As Wyman points out in a number of places, during this period there wasn't actually a sharp distinction between concepts such as
i) 'an invading barbarian army',
ii) 'a barbarian people on the move' (since armies in those days often traveled with soldiers' wives and children, who lived with them), and
iii) 'a Roman army lead by a barbarian general with mixed Roman and barbarian troops' (since barbarians had fought on behalf of Rome, in one form or another, for a long time before this, and many of the leaders of this period were either allied with Rome or nominally Roman subordinates at some point, Clovis included) ,

Moreover, in the general disarray of this period, it's also hard to know how much to view the increasing power of these armies as the cause of the collapse of the Roman Empire, or just the symptom of other groups rising to fill the increasing power vacuum left in the wake of the collapsing state. The distinction is not a clear one, and it doesn't much change what it would have been like to be on the receiving end of it.

If you were a Roman, living through the destruction of the society and structures that had ruled for 800 years, it would be extraordinarily difficult to look at savages like the Franks and see the possibility for a glorious future monarchy lasting 1300-odd years.

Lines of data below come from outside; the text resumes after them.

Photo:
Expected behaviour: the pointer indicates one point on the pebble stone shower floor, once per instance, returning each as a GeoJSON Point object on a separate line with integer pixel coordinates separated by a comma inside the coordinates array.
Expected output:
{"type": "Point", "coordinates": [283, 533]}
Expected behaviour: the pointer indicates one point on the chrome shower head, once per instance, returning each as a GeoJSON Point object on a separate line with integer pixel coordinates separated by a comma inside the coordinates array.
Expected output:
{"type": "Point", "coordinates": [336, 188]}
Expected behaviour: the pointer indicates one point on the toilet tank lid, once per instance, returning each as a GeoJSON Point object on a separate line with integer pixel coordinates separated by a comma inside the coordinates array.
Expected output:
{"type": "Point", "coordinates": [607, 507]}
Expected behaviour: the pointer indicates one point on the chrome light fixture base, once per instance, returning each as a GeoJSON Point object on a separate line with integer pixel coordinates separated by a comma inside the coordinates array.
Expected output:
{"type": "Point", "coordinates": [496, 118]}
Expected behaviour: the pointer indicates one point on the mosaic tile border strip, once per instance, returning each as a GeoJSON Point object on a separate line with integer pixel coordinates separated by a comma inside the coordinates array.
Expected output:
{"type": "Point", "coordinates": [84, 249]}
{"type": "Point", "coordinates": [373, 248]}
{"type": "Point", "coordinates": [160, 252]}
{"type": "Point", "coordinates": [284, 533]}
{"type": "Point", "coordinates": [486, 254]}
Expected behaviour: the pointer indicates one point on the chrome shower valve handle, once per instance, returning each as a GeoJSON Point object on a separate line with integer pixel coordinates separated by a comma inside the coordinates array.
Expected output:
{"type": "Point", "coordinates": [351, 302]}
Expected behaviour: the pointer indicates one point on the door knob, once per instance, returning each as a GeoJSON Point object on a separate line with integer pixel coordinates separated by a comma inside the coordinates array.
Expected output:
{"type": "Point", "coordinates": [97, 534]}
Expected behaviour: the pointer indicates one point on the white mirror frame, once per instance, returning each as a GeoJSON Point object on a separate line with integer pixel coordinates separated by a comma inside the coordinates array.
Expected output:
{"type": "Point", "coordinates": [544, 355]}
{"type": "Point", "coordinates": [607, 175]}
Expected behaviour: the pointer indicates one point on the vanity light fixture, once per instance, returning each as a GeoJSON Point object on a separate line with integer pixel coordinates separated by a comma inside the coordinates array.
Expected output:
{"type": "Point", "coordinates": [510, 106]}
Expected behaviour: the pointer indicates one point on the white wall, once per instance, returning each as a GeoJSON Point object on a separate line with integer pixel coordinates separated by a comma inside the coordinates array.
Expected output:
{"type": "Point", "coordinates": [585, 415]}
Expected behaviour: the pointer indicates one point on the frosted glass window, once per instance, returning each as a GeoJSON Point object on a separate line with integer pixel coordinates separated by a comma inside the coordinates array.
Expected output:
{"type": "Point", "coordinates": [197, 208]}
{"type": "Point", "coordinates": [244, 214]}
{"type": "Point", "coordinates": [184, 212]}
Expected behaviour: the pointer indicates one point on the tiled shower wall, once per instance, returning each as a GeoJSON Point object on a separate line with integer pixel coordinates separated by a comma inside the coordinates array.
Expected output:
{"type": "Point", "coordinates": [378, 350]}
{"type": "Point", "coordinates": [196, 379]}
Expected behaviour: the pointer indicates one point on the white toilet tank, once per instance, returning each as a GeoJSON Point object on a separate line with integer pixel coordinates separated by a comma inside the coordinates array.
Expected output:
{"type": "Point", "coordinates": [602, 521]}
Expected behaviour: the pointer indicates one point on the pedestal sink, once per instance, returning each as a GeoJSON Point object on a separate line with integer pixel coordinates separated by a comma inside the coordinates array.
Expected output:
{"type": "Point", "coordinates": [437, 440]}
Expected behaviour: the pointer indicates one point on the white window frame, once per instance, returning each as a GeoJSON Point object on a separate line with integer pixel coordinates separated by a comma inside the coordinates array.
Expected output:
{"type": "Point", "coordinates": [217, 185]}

You would only see chaos, slaughter, and despair.

And for a long time, you would be right. There are not many fun stories out of Europe in the 6th Century, or the 7th or 8th for that matter.

But out of the chaos and carnage eventually rose the 37 Kings of France.

I confess, in my darker moments it is indeed quite difficult to look around at this fallen world of ours and see anything but societal decay, warded off only temporarily by technology.

Perhaps right now, that's all there is. But whether this is true or not, your perceptions are apt to make it likely to seem that way. You would have an easier time guessing who will be seen as the Valentinian III of our era than who might ultimately be seen as our Clovis I.

What is being lost is easy to see.

It takes much more judgment to look at the chaos and see the potential in what is yet to come.

What rough beast, its hour come round at last, slouches towards Bethlehem to be born?